La autoridades chilenas confirmaron este jueves el peor panorama para el avión militar con 38 pasajeros a bordo que desapareció el lunes cuando iba a la Antártida: cayó al mar y se descarta que haya sobrevivientes.
«Las condiciones de los restos encontrados del avión hacen prácticamente imposible que existan sobrevivientes a este accidente aéreo», dijo el jefe de la Fuerza Aérea de Chile (FACH), Arturo Merino, en rueda de prensa junto al ministro de Defensa, Alberto Espina, en la base aérea de Punta Arenas (3.000 km al sur de Santiago).
Los restos del avión Hércules C-130 comenzaron a ser encontrados desde el miércoles en una de las áreas de búsqueda sobre las tormentosas aguas del mar al sur del continente americano.
En concreto, los restos fueron hallados en la llamada «zona tres» de búsqueda, un área de 30 km de radio, en la que trabajan alrededor de 23 aeronaves y 14 barcos de diversos tamaños de varios países para encontrar el máximo de elementos de la aeronave siniestrada.
En el operativo de rescate, se encontraron esponjas que son parte de una de las alas de la aeronave, tren de aterrizaje, una rueda de repuesto, parte del sistema de carga de combustible y pedazos de tela que corresponden al interior de la aeronave.
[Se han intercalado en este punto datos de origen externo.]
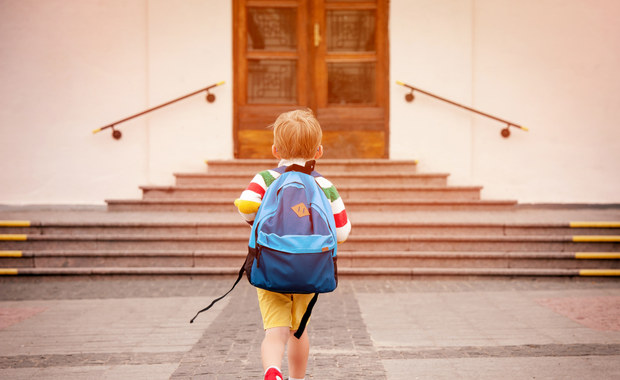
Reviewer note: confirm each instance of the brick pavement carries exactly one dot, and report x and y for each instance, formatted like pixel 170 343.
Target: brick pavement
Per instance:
pixel 367 329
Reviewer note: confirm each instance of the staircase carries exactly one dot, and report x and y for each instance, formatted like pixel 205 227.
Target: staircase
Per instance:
pixel 404 223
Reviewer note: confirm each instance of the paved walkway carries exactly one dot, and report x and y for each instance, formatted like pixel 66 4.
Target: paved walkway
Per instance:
pixel 137 328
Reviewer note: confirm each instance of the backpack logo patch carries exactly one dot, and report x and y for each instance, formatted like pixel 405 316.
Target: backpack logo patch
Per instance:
pixel 301 210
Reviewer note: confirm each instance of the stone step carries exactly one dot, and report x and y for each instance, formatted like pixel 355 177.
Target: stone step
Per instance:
pixel 361 228
pixel 349 193
pixel 241 180
pixel 596 243
pixel 346 259
pixel 324 166
pixel 388 205
pixel 363 272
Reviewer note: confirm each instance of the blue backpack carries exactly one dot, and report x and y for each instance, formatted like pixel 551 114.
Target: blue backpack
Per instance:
pixel 293 244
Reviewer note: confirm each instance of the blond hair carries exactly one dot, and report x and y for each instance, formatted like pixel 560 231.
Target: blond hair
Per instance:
pixel 297 134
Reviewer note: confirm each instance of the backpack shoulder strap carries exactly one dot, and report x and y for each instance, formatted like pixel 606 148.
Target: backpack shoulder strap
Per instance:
pixel 219 298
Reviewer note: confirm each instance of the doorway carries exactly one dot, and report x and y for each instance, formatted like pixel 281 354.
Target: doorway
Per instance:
pixel 329 56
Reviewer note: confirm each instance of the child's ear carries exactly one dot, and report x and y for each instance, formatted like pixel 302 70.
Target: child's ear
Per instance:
pixel 275 153
pixel 319 153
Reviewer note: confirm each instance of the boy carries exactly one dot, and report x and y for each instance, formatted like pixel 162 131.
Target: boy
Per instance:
pixel 297 139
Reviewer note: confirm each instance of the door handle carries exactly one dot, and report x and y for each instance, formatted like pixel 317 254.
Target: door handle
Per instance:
pixel 317 34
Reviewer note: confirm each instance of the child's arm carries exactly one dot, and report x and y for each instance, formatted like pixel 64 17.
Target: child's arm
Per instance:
pixel 251 198
pixel 343 225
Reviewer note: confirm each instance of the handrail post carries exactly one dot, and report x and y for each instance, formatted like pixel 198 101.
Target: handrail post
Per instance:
pixel 117 134
pixel 505 132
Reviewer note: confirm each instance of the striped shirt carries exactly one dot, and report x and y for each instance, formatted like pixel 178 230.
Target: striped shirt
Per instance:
pixel 252 196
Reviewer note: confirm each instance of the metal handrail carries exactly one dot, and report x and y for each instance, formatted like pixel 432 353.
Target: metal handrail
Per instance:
pixel 505 132
pixel 117 134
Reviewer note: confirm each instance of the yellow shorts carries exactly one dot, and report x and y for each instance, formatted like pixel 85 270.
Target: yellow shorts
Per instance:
pixel 282 310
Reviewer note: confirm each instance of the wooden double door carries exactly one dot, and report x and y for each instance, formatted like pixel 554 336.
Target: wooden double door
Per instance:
pixel 329 56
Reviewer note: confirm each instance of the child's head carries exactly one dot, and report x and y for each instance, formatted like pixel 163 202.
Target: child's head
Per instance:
pixel 297 134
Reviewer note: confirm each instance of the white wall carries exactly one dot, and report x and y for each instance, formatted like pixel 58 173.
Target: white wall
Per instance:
pixel 549 65
pixel 70 66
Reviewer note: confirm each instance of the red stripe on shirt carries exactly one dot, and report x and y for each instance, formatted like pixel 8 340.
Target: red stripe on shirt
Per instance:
pixel 255 187
pixel 341 219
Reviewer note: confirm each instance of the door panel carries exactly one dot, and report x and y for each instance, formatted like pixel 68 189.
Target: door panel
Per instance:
pixel 330 56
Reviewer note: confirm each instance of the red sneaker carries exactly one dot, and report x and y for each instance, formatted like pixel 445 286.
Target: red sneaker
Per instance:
pixel 273 374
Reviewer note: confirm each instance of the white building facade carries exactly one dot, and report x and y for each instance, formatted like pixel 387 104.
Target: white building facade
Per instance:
pixel 69 67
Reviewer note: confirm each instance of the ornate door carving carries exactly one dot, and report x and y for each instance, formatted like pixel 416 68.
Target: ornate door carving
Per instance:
pixel 327 55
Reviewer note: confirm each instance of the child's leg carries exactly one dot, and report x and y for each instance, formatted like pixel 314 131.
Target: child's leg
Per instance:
pixel 274 343
pixel 298 352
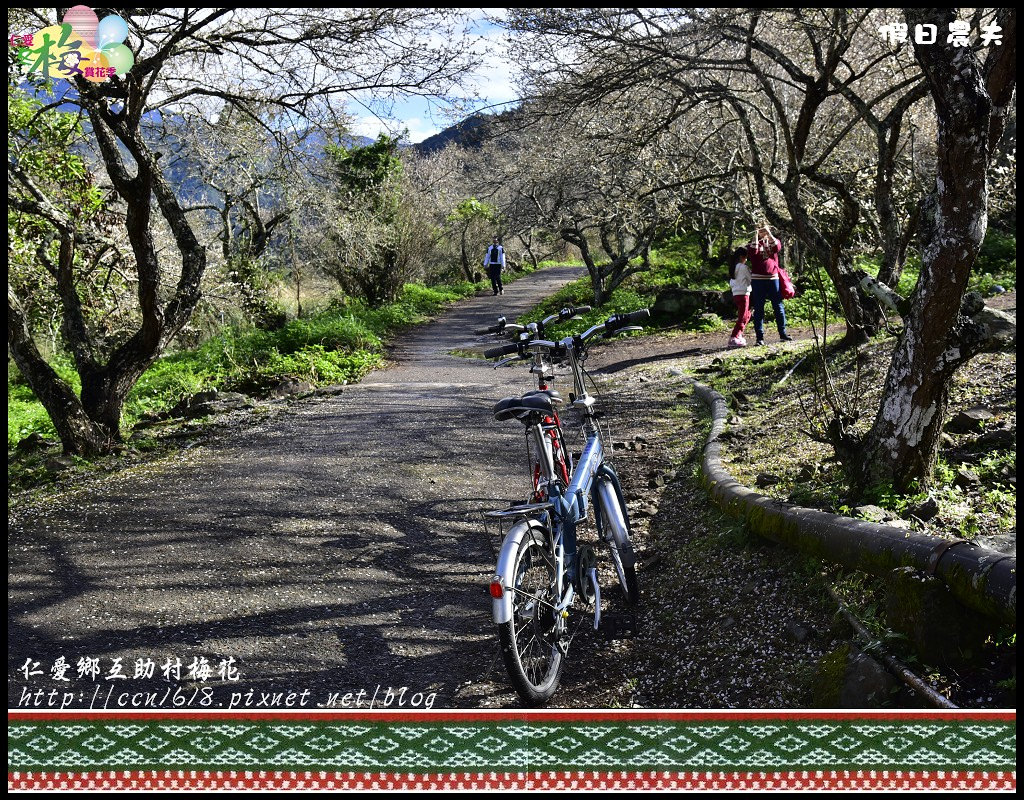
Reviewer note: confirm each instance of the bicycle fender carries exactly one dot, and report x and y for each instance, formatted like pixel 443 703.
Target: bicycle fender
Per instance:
pixel 501 607
pixel 614 516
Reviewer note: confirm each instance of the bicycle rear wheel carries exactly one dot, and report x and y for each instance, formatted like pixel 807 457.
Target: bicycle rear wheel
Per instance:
pixel 528 640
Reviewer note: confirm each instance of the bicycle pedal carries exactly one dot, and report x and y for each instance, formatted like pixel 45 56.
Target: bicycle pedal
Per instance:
pixel 619 626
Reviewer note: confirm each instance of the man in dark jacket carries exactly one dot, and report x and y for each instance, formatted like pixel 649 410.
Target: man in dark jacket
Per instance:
pixel 494 260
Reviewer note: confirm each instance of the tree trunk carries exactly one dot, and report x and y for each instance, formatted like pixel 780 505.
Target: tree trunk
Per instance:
pixel 901 447
pixel 79 434
pixel 466 268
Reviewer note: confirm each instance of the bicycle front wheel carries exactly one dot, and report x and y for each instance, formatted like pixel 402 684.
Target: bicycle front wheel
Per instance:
pixel 529 639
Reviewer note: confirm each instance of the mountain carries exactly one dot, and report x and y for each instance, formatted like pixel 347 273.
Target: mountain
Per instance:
pixel 468 133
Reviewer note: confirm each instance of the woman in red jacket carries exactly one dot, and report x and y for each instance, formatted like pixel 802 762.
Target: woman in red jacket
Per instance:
pixel 763 255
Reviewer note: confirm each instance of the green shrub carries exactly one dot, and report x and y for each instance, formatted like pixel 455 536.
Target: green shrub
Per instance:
pixel 340 344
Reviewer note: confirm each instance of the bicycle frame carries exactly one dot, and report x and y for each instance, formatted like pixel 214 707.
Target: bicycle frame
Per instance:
pixel 559 507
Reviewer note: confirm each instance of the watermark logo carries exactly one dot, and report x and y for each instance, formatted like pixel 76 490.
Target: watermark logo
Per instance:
pixel 958 36
pixel 82 45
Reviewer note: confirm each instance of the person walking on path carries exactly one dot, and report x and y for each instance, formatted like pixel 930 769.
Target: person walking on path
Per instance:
pixel 494 260
pixel 763 254
pixel 739 283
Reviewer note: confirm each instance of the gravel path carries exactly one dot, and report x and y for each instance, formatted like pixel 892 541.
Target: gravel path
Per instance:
pixel 336 548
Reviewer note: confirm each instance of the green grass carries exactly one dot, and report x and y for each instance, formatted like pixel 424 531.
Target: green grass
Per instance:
pixel 337 345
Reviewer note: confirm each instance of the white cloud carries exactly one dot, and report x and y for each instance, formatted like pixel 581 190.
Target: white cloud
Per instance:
pixel 418 128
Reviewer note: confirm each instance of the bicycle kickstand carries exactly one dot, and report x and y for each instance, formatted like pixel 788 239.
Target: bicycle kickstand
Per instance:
pixel 592 574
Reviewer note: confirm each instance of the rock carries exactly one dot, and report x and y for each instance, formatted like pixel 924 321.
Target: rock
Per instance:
pixel 33 441
pixel 57 464
pixel 926 510
pixel 940 629
pixel 807 472
pixel 847 678
pixel 966 479
pixel 797 632
pixel 872 513
pixel 867 683
pixel 998 439
pixel 970 421
pixel 291 386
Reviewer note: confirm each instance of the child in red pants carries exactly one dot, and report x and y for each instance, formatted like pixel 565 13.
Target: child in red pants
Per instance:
pixel 739 283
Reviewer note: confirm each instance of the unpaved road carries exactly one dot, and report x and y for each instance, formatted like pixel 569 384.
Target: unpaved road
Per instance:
pixel 336 548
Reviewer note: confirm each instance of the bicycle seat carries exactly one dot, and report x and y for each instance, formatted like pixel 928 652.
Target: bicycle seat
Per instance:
pixel 539 403
pixel 556 398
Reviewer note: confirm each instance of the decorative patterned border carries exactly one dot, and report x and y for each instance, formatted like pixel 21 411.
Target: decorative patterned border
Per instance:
pixel 512 750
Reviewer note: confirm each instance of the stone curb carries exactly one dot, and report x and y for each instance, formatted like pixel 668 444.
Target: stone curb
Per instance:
pixel 980 578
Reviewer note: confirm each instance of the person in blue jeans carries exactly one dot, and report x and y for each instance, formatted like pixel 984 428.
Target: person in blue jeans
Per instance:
pixel 763 256
pixel 494 262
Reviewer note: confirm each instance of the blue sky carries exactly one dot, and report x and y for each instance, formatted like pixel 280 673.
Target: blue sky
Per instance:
pixel 423 117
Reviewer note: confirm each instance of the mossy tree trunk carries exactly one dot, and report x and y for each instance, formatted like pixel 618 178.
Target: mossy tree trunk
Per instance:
pixel 971 102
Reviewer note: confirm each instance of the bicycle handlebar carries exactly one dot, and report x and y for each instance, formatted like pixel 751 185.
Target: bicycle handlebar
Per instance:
pixel 505 349
pixel 559 349
pixel 620 321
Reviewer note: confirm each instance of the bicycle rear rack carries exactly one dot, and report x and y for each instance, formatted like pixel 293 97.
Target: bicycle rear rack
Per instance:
pixel 526 509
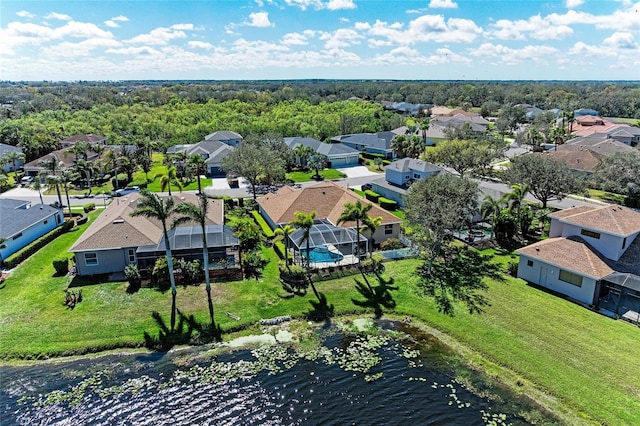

Igualmente se hallaron dos bolsos, una mochila y un zapato pertenecientes a los ocupantes del avión.
«Junto con los restos de las partes del avión que se han encontrado, se han hallado restos de seres humanos que lo más probable es que sean parte de quienes viajaban en el avión C-13», agregó Merino.
Con relación a las causas del siniestro, las autoridades no descartan «ninguna hipótesis», más aún teniendo en cuenta que este avión, fabricado en 1978, era uno de los más seguros de la Fuerza Aérea de Chile.
«Cuando mueren 38 compatriotas lo mínimo que se puede hacer es encontrar la verdad», afirmó el ministro Espina.